Supercooling and Its Thermal Hysteresis of Pure Metal Liquids

By using a recently developed adiabatic calorimeter, supercooling of gallium, bismuth, tin, lead and indium was measured. It was found that the metals which crystallize in lower symmetries supercooled more deeply and more stably than those which crystallize in the structure of higher symmetry. The degree of supercooling depended on the highest temperature experienced by the sample. This thermal hysteretic effect was examined from the standpoint of nucleation and precursory phenomenon of solidification.

Enthalpy and Entropy Changes on Molecular Inclusion of 1-Butanol into α-and β-Cyclodextrin Cavities in Aqueous Solutions

Enthalpy of dilution of dilute aqueous solution of 1-butanol and those of transfer of 1-butanol from dilute aqueous solution to dilute aqueous α-and β-cyclodextrin solutions have been determined by microcalorimetry. The molar enthalpies, entropies, and Gibbs energies of inclusion as well as the equilibrium constants of 1:1 inclusion-complex formation and ratios of included 1-butanol at infinite dilution at 298.15K have also been determined. The dependences of enthalpies and entropies of inclusion on the number of carbon atoms in the alkyl radicals of alcohol molecules are discussed.

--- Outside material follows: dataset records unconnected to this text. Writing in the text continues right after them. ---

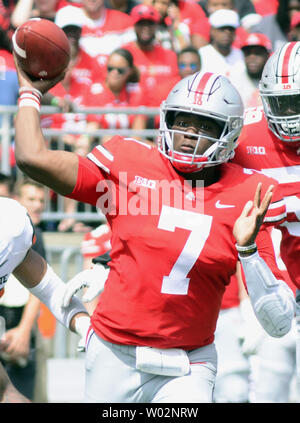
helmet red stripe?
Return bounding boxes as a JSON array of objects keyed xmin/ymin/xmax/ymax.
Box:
[
  {"xmin": 281, "ymin": 43, "xmax": 296, "ymax": 84},
  {"xmin": 194, "ymin": 72, "xmax": 213, "ymax": 103}
]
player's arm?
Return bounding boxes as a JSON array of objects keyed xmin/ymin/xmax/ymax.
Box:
[
  {"xmin": 0, "ymin": 363, "xmax": 31, "ymax": 403},
  {"xmin": 233, "ymin": 184, "xmax": 296, "ymax": 337},
  {"xmin": 15, "ymin": 53, "xmax": 78, "ymax": 195},
  {"xmin": 13, "ymin": 248, "xmax": 90, "ymax": 344}
]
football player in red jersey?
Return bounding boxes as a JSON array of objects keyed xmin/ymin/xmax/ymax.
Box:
[
  {"xmin": 12, "ymin": 58, "xmax": 295, "ymax": 402},
  {"xmin": 234, "ymin": 42, "xmax": 300, "ymax": 402}
]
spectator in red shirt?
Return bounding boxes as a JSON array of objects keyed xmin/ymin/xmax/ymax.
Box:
[
  {"xmin": 123, "ymin": 4, "xmax": 178, "ymax": 90},
  {"xmin": 83, "ymin": 48, "xmax": 146, "ymax": 143}
]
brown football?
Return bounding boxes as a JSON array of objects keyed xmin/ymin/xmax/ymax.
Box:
[{"xmin": 13, "ymin": 18, "xmax": 70, "ymax": 79}]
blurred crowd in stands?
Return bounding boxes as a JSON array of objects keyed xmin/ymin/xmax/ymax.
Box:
[{"xmin": 0, "ymin": 0, "xmax": 300, "ymax": 232}]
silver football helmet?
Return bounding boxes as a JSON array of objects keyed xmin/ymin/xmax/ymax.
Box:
[
  {"xmin": 259, "ymin": 41, "xmax": 300, "ymax": 142},
  {"xmin": 158, "ymin": 72, "xmax": 244, "ymax": 173}
]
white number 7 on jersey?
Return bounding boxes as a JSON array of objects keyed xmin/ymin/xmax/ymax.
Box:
[{"xmin": 158, "ymin": 206, "xmax": 212, "ymax": 295}]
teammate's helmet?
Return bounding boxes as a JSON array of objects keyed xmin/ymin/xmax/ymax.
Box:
[
  {"xmin": 259, "ymin": 41, "xmax": 300, "ymax": 142},
  {"xmin": 158, "ymin": 72, "xmax": 244, "ymax": 173}
]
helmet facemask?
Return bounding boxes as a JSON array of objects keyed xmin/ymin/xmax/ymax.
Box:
[
  {"xmin": 259, "ymin": 42, "xmax": 300, "ymax": 146},
  {"xmin": 262, "ymin": 94, "xmax": 300, "ymax": 142},
  {"xmin": 159, "ymin": 104, "xmax": 242, "ymax": 173}
]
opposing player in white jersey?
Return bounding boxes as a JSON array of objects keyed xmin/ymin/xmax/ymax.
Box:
[
  {"xmin": 0, "ymin": 197, "xmax": 90, "ymax": 374},
  {"xmin": 12, "ymin": 58, "xmax": 295, "ymax": 402},
  {"xmin": 233, "ymin": 42, "xmax": 300, "ymax": 402}
]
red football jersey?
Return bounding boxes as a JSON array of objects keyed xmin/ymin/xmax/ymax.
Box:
[
  {"xmin": 70, "ymin": 136, "xmax": 284, "ymax": 350},
  {"xmin": 123, "ymin": 42, "xmax": 178, "ymax": 90},
  {"xmin": 81, "ymin": 224, "xmax": 111, "ymax": 258},
  {"xmin": 233, "ymin": 107, "xmax": 300, "ymax": 288}
]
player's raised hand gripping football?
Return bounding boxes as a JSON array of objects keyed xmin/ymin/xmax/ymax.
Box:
[
  {"xmin": 13, "ymin": 53, "xmax": 66, "ymax": 94},
  {"xmin": 233, "ymin": 183, "xmax": 274, "ymax": 247}
]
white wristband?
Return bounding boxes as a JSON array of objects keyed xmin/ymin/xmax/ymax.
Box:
[
  {"xmin": 235, "ymin": 242, "xmax": 257, "ymax": 253},
  {"xmin": 18, "ymin": 87, "xmax": 42, "ymax": 112}
]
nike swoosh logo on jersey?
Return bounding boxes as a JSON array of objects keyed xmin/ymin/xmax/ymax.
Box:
[
  {"xmin": 215, "ymin": 200, "xmax": 235, "ymax": 209},
  {"xmin": 0, "ymin": 259, "xmax": 8, "ymax": 267}
]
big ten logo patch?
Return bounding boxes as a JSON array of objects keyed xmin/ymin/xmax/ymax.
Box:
[
  {"xmin": 194, "ymin": 91, "xmax": 203, "ymax": 106},
  {"xmin": 246, "ymin": 145, "xmax": 266, "ymax": 155},
  {"xmin": 0, "ymin": 57, "xmax": 6, "ymax": 81}
]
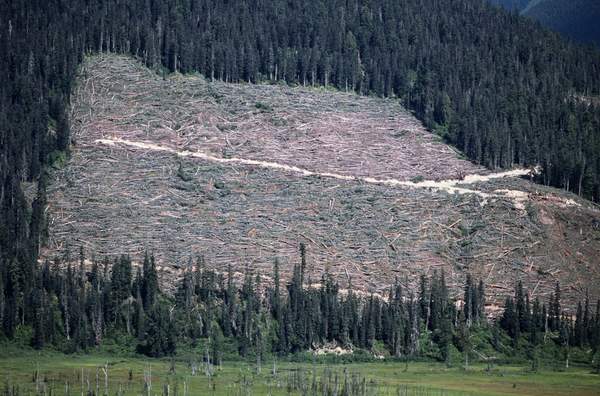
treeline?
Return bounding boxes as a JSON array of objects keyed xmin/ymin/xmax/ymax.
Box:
[
  {"xmin": 0, "ymin": 0, "xmax": 600, "ymax": 360},
  {"xmin": 0, "ymin": 245, "xmax": 600, "ymax": 370}
]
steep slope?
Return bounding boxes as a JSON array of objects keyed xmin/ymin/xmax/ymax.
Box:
[
  {"xmin": 490, "ymin": 0, "xmax": 529, "ymax": 11},
  {"xmin": 490, "ymin": 0, "xmax": 600, "ymax": 45},
  {"xmin": 523, "ymin": 0, "xmax": 600, "ymax": 45},
  {"xmin": 44, "ymin": 56, "xmax": 600, "ymax": 310}
]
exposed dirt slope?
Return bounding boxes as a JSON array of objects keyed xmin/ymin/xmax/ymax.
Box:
[{"xmin": 45, "ymin": 56, "xmax": 600, "ymax": 308}]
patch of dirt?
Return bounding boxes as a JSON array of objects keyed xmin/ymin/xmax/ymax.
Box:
[{"xmin": 43, "ymin": 56, "xmax": 600, "ymax": 305}]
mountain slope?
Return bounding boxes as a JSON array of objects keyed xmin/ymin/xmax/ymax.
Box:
[
  {"xmin": 490, "ymin": 0, "xmax": 600, "ymax": 46},
  {"xmin": 44, "ymin": 56, "xmax": 600, "ymax": 308},
  {"xmin": 523, "ymin": 0, "xmax": 600, "ymax": 46},
  {"xmin": 489, "ymin": 0, "xmax": 530, "ymax": 11}
]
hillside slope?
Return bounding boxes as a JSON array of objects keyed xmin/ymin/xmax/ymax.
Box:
[
  {"xmin": 43, "ymin": 56, "xmax": 600, "ymax": 310},
  {"xmin": 490, "ymin": 0, "xmax": 600, "ymax": 46},
  {"xmin": 523, "ymin": 0, "xmax": 600, "ymax": 46}
]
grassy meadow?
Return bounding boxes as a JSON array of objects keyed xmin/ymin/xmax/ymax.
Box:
[{"xmin": 0, "ymin": 351, "xmax": 600, "ymax": 396}]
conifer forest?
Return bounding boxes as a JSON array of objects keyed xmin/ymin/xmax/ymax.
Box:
[{"xmin": 0, "ymin": 0, "xmax": 600, "ymax": 395}]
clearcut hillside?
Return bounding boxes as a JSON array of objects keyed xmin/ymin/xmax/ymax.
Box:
[{"xmin": 43, "ymin": 55, "xmax": 600, "ymax": 310}]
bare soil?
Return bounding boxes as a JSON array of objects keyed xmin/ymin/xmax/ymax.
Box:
[{"xmin": 44, "ymin": 56, "xmax": 600, "ymax": 308}]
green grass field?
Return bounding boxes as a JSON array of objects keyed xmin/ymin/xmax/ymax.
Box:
[{"xmin": 0, "ymin": 351, "xmax": 600, "ymax": 395}]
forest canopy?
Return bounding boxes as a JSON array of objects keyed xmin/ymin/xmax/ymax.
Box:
[{"xmin": 0, "ymin": 0, "xmax": 600, "ymax": 338}]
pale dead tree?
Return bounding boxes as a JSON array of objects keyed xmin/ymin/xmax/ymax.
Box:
[
  {"xmin": 121, "ymin": 296, "xmax": 135, "ymax": 335},
  {"xmin": 144, "ymin": 365, "xmax": 152, "ymax": 396},
  {"xmin": 102, "ymin": 362, "xmax": 108, "ymax": 396},
  {"xmin": 96, "ymin": 367, "xmax": 100, "ymax": 395},
  {"xmin": 61, "ymin": 281, "xmax": 71, "ymax": 340}
]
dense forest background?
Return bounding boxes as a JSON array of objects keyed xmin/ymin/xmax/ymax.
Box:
[
  {"xmin": 490, "ymin": 0, "xmax": 600, "ymax": 47},
  {"xmin": 0, "ymin": 0, "xmax": 600, "ymax": 358},
  {"xmin": 0, "ymin": 245, "xmax": 600, "ymax": 372}
]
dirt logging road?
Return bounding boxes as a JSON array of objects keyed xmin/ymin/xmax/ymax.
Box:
[{"xmin": 42, "ymin": 55, "xmax": 600, "ymax": 309}]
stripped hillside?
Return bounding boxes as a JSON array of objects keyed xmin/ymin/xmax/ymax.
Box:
[{"xmin": 43, "ymin": 56, "xmax": 600, "ymax": 310}]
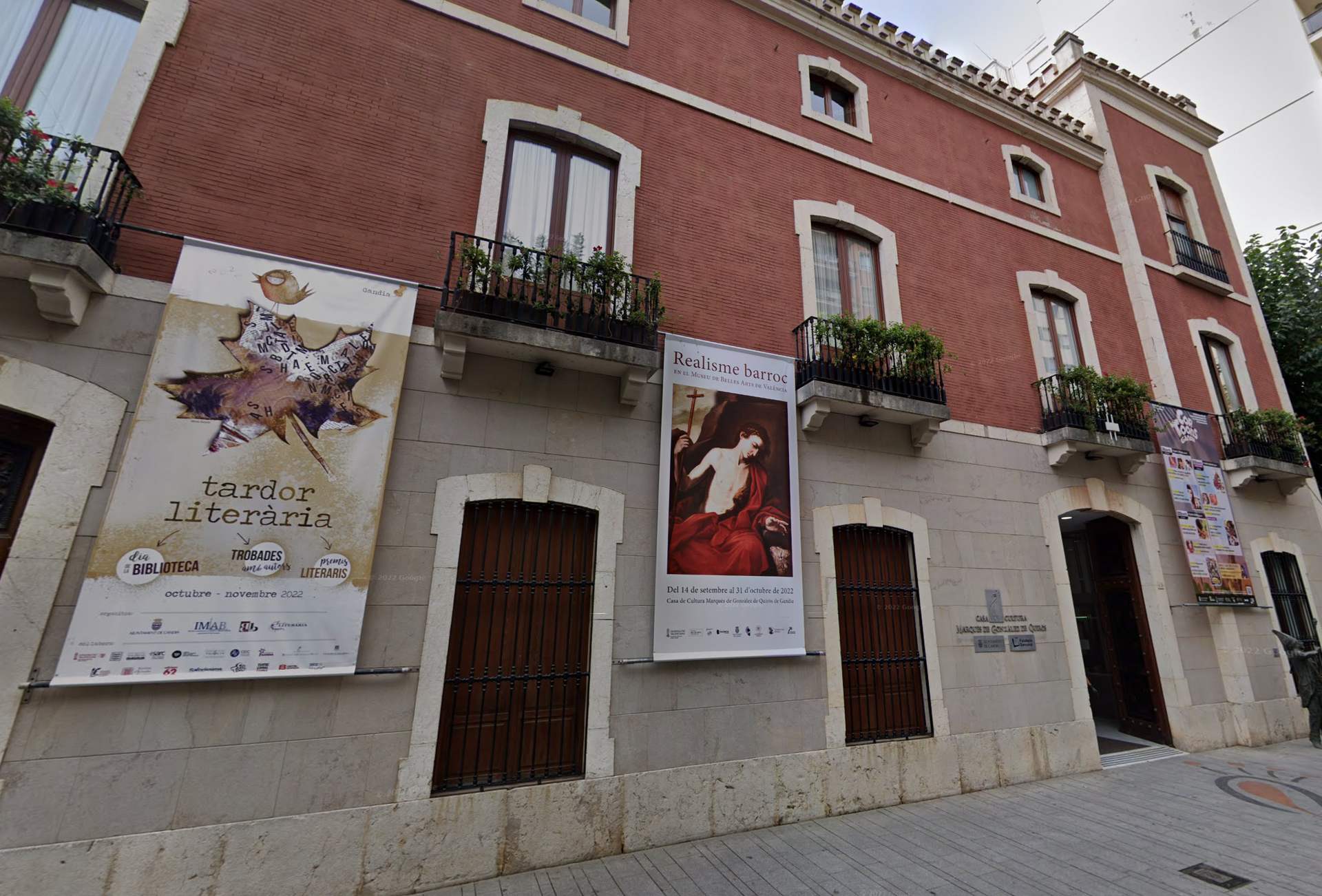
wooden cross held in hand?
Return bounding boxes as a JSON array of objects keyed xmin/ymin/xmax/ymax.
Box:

Differential Scanning Calorimetric Study of the Thermal Denaturation of Glucoamylase

The thermal unfolding of Rhizopus glucoamylase (EC 3.2.1.3) was studied at pH7 by high-sensitivity differential scanning calorimetry (DSC). The DSC curve showed a single irreversible asymmetric peak having the temperature of maximal excess specific heat, t_p, at around 57°C. The curve was resolved into two components according to the model of independent two-state processes. In the presence of SGI (5-amino-1, 5-dideoxy D-glucopyranose), a sugar inhibitor of the enzyme, t_p increased with increasing concentration of SGI. Analysis of the DSC data of the enzyme-SGI complex suggests two independent domains with dissociation of SGI in the second component.

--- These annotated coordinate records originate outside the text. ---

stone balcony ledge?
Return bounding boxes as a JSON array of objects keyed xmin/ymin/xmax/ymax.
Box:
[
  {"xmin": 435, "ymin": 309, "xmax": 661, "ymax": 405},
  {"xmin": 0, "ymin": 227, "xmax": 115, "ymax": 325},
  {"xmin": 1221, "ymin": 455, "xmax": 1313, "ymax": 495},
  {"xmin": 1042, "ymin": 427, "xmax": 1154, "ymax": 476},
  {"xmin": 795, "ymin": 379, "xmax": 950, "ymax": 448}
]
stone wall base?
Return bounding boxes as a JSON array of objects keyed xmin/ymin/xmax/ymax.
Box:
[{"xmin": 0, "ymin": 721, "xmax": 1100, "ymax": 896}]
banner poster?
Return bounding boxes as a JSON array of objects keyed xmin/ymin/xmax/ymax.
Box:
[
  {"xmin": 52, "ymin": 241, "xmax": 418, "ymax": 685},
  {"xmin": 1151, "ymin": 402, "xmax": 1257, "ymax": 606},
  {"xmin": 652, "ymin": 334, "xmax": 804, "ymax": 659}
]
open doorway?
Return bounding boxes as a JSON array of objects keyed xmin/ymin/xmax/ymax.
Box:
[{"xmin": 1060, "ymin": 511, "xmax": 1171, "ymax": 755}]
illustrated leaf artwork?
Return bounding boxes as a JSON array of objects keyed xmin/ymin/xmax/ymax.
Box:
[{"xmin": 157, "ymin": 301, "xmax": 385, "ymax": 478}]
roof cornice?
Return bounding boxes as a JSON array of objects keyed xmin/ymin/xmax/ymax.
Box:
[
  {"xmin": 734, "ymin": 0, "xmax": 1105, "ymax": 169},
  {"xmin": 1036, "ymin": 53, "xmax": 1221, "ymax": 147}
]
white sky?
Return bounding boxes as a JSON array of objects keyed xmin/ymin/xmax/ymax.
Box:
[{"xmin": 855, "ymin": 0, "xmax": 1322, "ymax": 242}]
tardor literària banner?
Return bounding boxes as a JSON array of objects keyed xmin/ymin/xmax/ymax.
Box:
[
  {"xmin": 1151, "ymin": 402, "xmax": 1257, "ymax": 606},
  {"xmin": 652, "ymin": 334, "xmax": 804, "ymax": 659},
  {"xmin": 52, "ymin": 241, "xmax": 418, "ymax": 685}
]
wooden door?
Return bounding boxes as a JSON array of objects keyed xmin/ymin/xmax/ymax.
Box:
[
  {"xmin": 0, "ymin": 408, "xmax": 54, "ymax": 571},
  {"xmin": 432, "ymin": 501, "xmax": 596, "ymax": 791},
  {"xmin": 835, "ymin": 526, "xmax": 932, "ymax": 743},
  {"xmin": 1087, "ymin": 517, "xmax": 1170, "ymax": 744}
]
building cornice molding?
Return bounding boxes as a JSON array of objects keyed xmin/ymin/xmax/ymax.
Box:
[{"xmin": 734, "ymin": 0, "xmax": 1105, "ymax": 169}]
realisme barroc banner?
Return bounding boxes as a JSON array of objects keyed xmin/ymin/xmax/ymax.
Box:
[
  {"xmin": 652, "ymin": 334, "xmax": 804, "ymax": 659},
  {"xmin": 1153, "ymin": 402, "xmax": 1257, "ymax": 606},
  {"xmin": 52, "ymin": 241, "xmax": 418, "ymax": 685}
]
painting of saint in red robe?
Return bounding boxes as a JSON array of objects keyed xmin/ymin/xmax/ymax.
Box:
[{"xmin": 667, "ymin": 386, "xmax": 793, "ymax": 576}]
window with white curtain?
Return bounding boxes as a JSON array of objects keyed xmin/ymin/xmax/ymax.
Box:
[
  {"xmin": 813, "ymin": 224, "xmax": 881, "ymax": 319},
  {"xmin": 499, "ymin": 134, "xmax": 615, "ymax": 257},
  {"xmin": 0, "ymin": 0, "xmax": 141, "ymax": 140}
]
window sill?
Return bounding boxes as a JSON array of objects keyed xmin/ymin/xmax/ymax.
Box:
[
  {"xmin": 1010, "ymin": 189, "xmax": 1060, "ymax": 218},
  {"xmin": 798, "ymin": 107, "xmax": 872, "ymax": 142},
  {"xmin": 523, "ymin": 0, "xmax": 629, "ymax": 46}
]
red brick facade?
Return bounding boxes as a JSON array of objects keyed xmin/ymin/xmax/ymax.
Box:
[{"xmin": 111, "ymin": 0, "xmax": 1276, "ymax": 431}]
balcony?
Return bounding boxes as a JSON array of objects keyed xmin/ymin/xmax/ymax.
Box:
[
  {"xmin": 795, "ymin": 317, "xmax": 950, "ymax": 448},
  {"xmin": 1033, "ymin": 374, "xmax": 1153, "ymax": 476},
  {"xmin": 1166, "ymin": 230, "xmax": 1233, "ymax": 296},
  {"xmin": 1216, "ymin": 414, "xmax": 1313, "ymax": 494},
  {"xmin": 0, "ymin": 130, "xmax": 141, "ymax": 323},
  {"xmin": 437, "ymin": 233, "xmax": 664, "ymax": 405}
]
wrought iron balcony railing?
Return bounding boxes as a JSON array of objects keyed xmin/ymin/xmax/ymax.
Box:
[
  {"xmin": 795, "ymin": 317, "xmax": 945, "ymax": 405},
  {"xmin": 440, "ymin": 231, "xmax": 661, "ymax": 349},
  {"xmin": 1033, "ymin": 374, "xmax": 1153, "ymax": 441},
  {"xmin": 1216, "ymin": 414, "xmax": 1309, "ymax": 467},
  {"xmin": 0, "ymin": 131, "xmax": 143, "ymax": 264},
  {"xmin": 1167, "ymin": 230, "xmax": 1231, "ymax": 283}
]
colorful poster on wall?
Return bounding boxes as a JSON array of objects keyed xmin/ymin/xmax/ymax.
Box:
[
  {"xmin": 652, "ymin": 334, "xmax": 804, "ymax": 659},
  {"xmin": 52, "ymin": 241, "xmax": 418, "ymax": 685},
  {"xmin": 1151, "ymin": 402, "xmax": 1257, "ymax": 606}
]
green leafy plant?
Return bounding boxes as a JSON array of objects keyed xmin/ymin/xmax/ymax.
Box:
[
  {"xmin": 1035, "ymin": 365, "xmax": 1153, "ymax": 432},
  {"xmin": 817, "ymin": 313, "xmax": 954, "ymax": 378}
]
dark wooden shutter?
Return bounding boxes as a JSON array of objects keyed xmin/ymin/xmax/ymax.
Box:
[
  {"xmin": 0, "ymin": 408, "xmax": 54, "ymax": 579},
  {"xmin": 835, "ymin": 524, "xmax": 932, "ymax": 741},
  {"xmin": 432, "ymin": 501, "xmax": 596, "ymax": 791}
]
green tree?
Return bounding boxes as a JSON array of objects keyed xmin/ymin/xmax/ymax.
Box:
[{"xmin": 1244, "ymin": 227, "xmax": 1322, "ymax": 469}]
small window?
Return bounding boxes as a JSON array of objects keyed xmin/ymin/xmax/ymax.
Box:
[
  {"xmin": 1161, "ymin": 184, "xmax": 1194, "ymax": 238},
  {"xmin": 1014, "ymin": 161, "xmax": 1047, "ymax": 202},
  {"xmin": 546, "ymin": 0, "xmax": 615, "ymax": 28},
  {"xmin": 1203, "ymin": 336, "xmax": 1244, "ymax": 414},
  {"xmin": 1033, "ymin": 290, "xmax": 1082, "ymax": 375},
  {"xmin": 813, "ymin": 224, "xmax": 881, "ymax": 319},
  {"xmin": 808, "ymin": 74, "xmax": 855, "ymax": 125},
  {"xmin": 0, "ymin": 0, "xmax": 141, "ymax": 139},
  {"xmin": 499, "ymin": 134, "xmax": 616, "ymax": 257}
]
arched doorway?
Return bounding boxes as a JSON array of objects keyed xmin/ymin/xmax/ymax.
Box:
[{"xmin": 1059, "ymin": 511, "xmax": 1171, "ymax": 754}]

Role of Water Molecules in a Formation of Molecular Assemblies of Amphiphile Compounds: Surfactant and Phospholipid

The role of water molecules in an appearance of amphiphile molecular assemblies was investigated on the binary systems of surfactant-, and phospholipid-water. The thermal characterization of the water structure in these systems ravealed that the amount of interlamellar structural water increases in the order coagel < gel < micelle for the surfactant-water system and in the order bilayer crystal < Lβ' gel < Pβ' gel < liguid crystal for the phospholipid-water system. The phase transitions of the two systems were discussed from a change in the aggregation state of the water molecules, focusing on two kinds of interaction, hydration and electrostatic, operating in the polar head groups of amphiphile molecules.

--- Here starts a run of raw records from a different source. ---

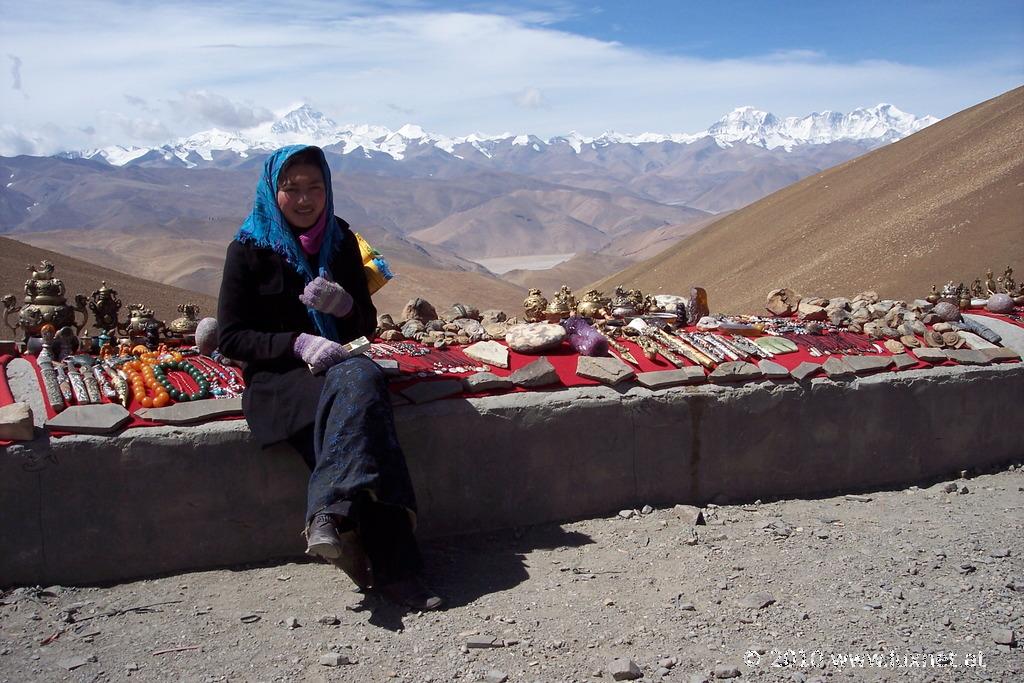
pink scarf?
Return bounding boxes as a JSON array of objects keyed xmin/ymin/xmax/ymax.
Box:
[{"xmin": 299, "ymin": 209, "xmax": 327, "ymax": 256}]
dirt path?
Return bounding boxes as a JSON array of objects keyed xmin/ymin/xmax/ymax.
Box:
[{"xmin": 0, "ymin": 468, "xmax": 1024, "ymax": 683}]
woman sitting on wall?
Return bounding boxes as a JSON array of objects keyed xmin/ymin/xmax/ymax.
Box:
[{"xmin": 217, "ymin": 145, "xmax": 441, "ymax": 609}]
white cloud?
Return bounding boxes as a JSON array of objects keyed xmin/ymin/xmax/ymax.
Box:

Flow-Injection Calorimetry of Heavy Metal Ions Using Apoenzyme-Reactors

A novel calorimetric flow-injection analysis for cofactors with use of immobilized metalloenzymes and thermistors was proposed. The biosensing system was assembled with a combination of the enzyme-reactor and the thermistor probe for monitoring the enzymatic activity. Heavy metal ions ranging from micromolar to millimolar levels were calorimetrically determined through its activation of the immobilized metal-free enzyme (apoenzyme) reactor. The overview of the apoenzyme reactivation microassay for heavy metal ions was described.